I return the trolly back to the trolly stand at shopping centres, I will often collect others on my way and return them.
I have been known to help an old lady cross the street.
I will open and hold the door for others.
I do enjoy holding hands with my lady when we are out.
I make my bed every morning and tend to keep things tidy, yes my drawers are neat and tidy and yes there is a drawer for tshirts, polo shirts, tank tops, hoodies, everything has its place lol and yes, the clothes are folded not just stuffed into the drawer.
I can cook and tend to do that most nights, I think my cooking is ok, have not had to many complaints, you can see some of the things I cook on this site.
I am good with money and can create budgets and save money.
I have for most of my life worked and supported myself and my loved ones.
So far there seems to be mostly good things, on the negative I have a horrible tendancy to talk assuming you do not understand something so ill explain or ask if you understand, this has at times offended some people, or ill repeat something because I have not picked up a facial que from you that you are following me, this I am not sure if it is my issue or the person I was with unable to understand or not listening and providing the facial que that would show me they are listening and understanding.
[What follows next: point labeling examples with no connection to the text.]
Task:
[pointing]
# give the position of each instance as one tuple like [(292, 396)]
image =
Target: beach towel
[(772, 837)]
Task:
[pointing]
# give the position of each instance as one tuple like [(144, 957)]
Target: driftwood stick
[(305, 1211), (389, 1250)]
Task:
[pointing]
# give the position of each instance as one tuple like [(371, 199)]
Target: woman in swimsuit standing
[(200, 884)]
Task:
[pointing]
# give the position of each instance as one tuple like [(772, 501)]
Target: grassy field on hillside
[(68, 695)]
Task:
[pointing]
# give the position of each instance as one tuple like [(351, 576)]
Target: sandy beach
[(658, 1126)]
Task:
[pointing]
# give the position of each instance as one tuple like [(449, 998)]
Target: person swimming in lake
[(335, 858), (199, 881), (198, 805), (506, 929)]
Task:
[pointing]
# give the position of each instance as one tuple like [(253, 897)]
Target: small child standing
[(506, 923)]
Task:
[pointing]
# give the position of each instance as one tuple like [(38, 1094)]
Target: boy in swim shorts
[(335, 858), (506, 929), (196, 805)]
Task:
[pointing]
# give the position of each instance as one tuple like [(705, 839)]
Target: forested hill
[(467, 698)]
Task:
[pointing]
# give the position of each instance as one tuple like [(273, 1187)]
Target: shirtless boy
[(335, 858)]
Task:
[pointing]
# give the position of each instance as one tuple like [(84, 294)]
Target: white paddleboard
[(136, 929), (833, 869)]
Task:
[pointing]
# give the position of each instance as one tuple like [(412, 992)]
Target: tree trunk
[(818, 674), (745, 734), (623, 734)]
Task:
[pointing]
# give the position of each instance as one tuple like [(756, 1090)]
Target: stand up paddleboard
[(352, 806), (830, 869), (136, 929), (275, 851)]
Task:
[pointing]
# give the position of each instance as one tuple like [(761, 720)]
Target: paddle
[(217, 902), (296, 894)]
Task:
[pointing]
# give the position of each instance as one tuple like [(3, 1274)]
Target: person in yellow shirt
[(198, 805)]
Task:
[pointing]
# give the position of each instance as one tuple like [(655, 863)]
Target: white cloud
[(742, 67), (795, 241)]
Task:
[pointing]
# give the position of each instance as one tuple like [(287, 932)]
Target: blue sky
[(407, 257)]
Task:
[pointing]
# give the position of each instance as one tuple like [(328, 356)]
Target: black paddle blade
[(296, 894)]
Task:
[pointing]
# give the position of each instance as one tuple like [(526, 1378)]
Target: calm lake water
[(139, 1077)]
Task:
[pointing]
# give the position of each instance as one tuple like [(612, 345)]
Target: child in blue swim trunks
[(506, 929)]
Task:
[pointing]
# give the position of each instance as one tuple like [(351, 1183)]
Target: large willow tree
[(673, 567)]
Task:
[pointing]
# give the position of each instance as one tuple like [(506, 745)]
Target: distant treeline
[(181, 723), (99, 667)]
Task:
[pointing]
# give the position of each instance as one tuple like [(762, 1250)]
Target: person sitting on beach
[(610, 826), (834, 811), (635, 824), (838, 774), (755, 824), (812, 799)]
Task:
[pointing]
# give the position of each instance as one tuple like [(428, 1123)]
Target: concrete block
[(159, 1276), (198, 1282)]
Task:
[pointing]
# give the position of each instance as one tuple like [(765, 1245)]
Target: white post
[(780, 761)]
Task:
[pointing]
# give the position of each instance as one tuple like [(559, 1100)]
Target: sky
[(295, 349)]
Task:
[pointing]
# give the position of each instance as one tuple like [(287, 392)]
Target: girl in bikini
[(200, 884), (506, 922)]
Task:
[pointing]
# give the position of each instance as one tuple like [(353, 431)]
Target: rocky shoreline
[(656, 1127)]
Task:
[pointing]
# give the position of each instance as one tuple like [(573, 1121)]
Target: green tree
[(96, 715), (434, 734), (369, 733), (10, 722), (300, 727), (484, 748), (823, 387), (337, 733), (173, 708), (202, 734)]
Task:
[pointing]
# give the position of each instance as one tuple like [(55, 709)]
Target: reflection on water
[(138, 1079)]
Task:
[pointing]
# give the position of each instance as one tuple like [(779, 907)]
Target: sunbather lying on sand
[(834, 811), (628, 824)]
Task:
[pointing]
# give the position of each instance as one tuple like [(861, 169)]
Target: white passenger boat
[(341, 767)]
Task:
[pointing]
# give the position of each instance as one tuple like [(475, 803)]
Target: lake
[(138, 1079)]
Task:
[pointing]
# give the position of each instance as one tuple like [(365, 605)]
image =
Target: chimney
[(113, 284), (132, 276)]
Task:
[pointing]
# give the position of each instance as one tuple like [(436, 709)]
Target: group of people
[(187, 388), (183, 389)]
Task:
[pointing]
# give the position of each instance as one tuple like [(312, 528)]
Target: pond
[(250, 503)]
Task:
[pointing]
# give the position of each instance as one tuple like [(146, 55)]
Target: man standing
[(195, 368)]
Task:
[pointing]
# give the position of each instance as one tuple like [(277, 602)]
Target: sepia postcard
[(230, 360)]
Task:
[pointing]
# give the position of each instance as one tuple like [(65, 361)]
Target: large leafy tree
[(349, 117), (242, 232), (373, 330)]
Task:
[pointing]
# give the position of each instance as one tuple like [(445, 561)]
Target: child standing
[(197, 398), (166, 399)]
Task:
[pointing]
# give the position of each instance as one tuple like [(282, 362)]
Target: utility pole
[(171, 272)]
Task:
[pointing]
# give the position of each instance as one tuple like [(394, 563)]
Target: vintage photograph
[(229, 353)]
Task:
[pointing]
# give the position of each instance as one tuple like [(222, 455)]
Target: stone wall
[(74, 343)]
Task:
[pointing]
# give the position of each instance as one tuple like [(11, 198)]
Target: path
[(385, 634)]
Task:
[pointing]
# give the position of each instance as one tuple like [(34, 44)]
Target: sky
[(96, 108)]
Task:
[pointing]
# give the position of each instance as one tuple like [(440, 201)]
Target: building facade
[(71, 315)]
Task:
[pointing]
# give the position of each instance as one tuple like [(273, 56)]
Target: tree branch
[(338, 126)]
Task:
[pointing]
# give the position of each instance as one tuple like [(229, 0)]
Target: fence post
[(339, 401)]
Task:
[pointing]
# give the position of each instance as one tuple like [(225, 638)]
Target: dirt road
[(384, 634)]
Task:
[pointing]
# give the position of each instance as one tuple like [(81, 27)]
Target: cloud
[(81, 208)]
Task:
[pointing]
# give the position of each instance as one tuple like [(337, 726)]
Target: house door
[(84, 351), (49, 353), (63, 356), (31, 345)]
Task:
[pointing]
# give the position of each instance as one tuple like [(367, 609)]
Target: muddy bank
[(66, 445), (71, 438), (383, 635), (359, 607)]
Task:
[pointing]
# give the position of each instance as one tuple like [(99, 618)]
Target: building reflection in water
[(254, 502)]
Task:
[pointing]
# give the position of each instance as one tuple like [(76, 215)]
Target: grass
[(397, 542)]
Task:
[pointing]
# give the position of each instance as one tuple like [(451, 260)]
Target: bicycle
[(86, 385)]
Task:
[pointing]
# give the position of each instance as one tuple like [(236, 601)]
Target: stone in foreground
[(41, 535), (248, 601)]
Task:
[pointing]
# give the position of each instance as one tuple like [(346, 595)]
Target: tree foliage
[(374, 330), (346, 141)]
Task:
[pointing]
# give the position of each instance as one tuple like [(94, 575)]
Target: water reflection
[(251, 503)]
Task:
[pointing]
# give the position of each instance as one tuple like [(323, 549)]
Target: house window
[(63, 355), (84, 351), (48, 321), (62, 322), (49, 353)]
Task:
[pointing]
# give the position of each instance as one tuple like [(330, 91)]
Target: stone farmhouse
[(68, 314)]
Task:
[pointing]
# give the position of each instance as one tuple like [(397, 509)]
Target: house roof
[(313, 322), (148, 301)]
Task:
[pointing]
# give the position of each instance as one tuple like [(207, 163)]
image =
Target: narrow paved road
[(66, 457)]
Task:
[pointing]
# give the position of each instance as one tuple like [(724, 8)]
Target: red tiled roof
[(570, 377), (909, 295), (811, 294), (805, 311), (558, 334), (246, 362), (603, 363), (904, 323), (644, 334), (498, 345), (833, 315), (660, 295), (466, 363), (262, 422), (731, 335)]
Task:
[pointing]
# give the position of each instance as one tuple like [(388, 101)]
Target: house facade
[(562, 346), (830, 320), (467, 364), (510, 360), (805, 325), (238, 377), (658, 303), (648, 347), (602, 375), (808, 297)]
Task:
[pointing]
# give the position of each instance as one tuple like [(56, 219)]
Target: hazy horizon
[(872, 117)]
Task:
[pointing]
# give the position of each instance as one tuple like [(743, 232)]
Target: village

I can get frustrated when talking to someone and what I am telling them they are not understanding, I am fine with kids here but adults I can get frustrated.
I do not tend to yell much, I did in my younger years, in my 20’s I could yell a house down but over time I have tried hard not to and often do not bother, I try hard to just talk calmly and my work really requires this so it has been something I have improved a great deal over the course of my life, when you work with kids you learn how to remain calm when you are angry or frustrated.
My other negative is my weight, I have battled with it a lot over the years, this has been combo of my sweet tooth and living with someone who enables me, I am on a big journey now to get back into shape and you can see how that is going in my fitness and weight loss page. To give you examples of enabling me, my previous partner would not want to touch me because I am over weight, she would not say it but not touching me would make me think it, I would try to do something about my weight and she would buy me a bag of lollies or a cake or a cake, lollies and a bag of chips, that is enabling, that is not supporting. Yes she had times she did support but over the journey I would suggest the support was less than the enabling, upon reflection I feel she would do those things to pull me down because she felt better about herself when she was feeling superior to me.
At this stage of my life I do think I have conquered the weight issue, I am probably in better shape in my 50’s than I was in my 30’s.
A lot of this really has sounded melodramatic lol, at least I think it is honest and from the above you should be able to work out the sort of person I am.